A linguagem de Yellen em Pequim “enviou um sinal muito forte para a comunidade empresarial e internacional, e para o resto do mundo, de que os EUA e a China devem trabalhar juntos”, disse Henry Wang, fundador do Centro para China e Globalização, um grupo de pesquisa em Pequim.
EUA e China têm intensificado esforços para aumentar a influência no chamado Sul Global. Yellen terá a oportunidade de aludir ao recém-restabelecido compromisso de alto nível com a China quando se reunir com os ministros das Finanças dos países do G-20 (grupo das principais economias mundiais) na Índia neste mês.
Suas declarações em Pequim também sugerem um novo termo para descrever os esforços dos EUA para promover o comércio e o investimento em outros lugares além da China. “Buscamos diversificar, não descoplar”, disse Yellen na sexta-feira. No dia seguinte, ela disse: “Ouvi meus colegas chineses expressarem ceticismo com o desacoplamento – e expressaram alguma preocupação de que diminuir o risco equivale a desacoplar.
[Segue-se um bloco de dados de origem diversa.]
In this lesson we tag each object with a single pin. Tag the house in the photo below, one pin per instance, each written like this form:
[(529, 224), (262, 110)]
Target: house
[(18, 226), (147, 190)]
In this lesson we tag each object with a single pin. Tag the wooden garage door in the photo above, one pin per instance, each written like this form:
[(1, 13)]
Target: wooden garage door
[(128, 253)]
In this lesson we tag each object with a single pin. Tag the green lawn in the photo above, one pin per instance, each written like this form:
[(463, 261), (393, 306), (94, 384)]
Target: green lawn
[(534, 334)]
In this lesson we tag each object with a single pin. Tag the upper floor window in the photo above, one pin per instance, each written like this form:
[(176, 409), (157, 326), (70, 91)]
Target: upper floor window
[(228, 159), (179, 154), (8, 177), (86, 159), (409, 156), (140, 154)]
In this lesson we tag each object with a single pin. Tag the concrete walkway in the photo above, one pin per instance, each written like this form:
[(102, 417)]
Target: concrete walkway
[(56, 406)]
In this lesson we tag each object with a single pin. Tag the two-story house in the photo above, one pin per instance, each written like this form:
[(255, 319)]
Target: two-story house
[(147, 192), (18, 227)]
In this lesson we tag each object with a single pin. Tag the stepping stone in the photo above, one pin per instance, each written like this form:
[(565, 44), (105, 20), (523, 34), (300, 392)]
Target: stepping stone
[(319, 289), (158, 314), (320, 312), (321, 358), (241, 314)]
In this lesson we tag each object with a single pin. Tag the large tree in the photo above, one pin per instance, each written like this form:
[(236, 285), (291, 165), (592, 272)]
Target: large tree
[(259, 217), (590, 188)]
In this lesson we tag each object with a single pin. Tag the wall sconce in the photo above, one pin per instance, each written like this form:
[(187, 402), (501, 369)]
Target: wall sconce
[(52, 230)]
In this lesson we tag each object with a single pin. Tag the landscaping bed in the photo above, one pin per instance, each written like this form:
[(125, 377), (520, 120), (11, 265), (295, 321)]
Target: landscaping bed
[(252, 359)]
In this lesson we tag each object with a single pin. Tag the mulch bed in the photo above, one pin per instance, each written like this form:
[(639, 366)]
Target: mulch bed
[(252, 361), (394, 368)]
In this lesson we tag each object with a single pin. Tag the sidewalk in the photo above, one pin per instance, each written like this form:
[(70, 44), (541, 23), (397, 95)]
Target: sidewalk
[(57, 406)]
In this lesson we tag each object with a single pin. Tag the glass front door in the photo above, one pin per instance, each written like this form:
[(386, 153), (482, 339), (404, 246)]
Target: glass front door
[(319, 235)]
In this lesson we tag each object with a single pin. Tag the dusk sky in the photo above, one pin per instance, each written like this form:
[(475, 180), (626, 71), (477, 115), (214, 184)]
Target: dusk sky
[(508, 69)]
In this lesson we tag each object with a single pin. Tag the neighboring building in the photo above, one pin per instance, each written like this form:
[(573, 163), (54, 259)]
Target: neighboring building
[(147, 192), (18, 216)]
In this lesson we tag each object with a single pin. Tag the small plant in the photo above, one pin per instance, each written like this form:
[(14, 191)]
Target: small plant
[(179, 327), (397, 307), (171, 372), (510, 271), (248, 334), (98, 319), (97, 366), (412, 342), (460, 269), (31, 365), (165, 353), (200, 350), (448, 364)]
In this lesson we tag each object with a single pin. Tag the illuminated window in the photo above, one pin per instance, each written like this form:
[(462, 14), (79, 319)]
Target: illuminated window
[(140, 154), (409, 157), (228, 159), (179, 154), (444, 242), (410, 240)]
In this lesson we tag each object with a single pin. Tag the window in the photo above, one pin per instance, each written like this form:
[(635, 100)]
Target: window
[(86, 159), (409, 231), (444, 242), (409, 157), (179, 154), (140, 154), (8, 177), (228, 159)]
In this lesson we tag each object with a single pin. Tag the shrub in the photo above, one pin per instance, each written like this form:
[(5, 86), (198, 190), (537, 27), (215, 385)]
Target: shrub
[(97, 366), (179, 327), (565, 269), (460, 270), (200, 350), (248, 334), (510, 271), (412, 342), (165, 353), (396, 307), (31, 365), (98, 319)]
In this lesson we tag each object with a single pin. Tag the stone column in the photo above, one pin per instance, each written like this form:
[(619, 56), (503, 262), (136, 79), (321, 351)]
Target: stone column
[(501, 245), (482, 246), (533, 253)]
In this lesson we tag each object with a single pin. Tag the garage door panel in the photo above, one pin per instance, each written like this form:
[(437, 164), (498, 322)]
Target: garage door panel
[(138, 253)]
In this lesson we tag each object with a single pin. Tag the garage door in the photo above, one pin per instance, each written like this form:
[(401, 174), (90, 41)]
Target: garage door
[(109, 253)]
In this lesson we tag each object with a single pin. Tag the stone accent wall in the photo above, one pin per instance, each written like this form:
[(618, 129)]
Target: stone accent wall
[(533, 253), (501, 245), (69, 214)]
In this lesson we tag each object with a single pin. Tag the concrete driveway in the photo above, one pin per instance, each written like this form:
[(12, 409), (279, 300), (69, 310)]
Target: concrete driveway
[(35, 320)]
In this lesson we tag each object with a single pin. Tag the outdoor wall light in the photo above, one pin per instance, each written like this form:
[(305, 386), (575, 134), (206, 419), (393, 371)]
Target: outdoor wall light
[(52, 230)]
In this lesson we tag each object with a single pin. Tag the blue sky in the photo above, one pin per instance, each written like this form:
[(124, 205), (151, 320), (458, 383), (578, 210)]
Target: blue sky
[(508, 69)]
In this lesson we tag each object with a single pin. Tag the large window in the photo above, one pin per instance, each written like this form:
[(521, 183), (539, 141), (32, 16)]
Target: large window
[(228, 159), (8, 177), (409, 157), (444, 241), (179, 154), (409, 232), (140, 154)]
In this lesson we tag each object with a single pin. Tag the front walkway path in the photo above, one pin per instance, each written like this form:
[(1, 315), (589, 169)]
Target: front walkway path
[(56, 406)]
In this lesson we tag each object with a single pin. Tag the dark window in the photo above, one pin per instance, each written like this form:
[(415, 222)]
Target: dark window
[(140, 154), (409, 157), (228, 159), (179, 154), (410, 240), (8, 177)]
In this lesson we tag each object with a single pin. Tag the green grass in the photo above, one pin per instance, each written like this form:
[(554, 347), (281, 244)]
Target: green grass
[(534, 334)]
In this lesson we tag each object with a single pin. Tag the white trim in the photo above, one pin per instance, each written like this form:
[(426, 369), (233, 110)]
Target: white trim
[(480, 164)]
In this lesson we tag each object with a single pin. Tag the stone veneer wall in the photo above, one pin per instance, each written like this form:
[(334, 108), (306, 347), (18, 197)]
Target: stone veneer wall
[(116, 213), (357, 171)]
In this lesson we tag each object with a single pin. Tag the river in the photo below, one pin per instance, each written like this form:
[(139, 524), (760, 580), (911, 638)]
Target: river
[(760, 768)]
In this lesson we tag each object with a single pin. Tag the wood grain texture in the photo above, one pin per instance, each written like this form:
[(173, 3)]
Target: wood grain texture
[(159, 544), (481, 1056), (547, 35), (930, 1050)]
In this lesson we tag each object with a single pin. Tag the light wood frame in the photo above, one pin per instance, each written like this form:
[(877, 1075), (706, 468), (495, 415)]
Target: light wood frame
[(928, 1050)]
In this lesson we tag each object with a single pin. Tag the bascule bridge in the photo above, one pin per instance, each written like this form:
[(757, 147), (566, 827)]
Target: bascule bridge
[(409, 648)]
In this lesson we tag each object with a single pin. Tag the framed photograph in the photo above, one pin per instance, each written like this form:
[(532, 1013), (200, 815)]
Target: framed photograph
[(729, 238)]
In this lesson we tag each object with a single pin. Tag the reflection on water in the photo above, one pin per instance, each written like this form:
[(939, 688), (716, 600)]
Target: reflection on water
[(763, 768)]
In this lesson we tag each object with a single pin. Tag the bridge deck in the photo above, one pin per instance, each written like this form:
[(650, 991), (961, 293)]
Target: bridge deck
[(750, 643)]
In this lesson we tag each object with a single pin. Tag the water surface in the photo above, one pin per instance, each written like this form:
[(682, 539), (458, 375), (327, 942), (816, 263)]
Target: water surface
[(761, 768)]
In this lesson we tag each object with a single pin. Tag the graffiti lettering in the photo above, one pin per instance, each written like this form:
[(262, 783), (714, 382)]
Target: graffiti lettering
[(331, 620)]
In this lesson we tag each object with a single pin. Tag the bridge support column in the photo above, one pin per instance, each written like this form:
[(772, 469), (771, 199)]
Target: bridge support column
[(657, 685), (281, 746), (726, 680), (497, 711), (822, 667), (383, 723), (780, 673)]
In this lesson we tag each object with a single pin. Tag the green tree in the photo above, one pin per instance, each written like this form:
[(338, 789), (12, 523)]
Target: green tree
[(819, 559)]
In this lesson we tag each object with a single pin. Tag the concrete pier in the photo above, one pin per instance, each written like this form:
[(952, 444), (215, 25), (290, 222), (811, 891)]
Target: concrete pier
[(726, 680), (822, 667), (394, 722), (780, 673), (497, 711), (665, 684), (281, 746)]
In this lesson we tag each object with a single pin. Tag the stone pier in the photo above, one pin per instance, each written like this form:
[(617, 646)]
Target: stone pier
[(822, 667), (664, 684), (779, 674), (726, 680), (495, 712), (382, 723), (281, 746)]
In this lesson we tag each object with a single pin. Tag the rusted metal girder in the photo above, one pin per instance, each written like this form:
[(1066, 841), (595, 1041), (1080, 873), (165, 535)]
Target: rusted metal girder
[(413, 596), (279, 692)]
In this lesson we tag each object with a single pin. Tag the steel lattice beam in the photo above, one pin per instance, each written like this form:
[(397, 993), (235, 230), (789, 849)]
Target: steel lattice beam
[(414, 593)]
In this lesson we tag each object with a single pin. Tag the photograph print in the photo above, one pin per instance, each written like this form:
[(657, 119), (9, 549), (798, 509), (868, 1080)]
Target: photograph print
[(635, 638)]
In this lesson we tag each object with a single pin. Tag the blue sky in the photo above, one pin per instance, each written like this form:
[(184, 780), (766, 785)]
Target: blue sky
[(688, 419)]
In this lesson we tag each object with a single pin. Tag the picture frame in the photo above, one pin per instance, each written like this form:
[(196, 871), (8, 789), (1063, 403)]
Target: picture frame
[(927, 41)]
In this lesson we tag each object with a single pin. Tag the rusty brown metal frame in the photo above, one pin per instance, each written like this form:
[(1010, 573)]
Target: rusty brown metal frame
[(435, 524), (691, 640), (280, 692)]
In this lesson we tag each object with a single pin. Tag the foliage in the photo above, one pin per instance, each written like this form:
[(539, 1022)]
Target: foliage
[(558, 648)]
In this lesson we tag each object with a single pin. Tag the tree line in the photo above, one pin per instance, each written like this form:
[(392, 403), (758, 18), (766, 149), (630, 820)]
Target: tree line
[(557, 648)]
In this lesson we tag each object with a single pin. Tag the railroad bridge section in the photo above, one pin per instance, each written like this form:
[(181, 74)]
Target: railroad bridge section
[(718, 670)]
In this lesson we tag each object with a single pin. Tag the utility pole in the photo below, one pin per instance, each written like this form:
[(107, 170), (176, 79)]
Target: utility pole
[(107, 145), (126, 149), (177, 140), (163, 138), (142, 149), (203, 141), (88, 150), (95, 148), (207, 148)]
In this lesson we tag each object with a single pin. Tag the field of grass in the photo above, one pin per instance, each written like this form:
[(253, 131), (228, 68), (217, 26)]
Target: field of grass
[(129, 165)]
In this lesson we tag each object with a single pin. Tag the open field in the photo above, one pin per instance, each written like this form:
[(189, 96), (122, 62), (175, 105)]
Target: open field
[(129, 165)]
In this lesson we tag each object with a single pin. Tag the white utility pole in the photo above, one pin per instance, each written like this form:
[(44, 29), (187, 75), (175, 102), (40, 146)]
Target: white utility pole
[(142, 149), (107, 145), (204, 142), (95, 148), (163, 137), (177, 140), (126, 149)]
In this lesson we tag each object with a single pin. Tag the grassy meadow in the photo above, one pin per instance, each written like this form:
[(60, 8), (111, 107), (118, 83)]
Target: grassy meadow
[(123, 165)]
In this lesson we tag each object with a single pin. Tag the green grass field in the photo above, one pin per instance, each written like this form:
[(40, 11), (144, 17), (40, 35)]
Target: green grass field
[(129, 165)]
E senti que era extremamente importante abordar essa questão”.
Yellen destacou que “reduzir riscos envolve atenção a preocupações de segurança nacional claramente articuladas e estritamente direcionadas, bem como uma preocupação mais ampla com a diversificação de nossas cadeias de suprimentos”, aplicada apenas a “alguns setores importantes”.
Porém, um comentário da Xinhua publicado na sexta-feira dizia que “atos de miopia e uma mentalidade da Guerra Fria facilmente danificarão qualquer progresso já feito para reavivar os laços bilaterais”. E que pressionar pela redução de riscos “não levaria o lado chinês a acreditar que os EUA desistiram de seus esforços para conter a China”.
Uma verdadeira reaproximação exigiria indiscutivelmente que os EUA e a China desmantelem a série de aumentos de tarifas comerciais impostos durante o governo do ex-presidente Donald Trump.
A questão da tarifas foram levantadas nas negociações em Pequim, disse Yellen no sábado. Os EUA estão agora conduzindo, por lei, uma revisão de quatro anos dessas medidas. “Os resultados ainda não estão pronto”, disse ela.
Qualquer redução ampla nas tarifas envolveria risco político para Biden, que busca a reeleição em 2024. Os candidatos republicanos adotaram fortes posições anti-China, e os legisladores do Partido Republicano provavelmente atacariam uma normalização do relacionamento com a China.
“É irreal pensar que a economia pode ser divorciada das preocupações de segurança nacional”, as percepções chinesas e a retórica agressiva de ambos os lados, disse Mark Sobel, ex-funcionário sênior do Tesouro e hoje presidente do Fórum de Instituições Financeiras e Monetárias dos EUA. “A viagem de Yellen provavelmente não alterará a dinâmica subjacente do relacionamento econômico.”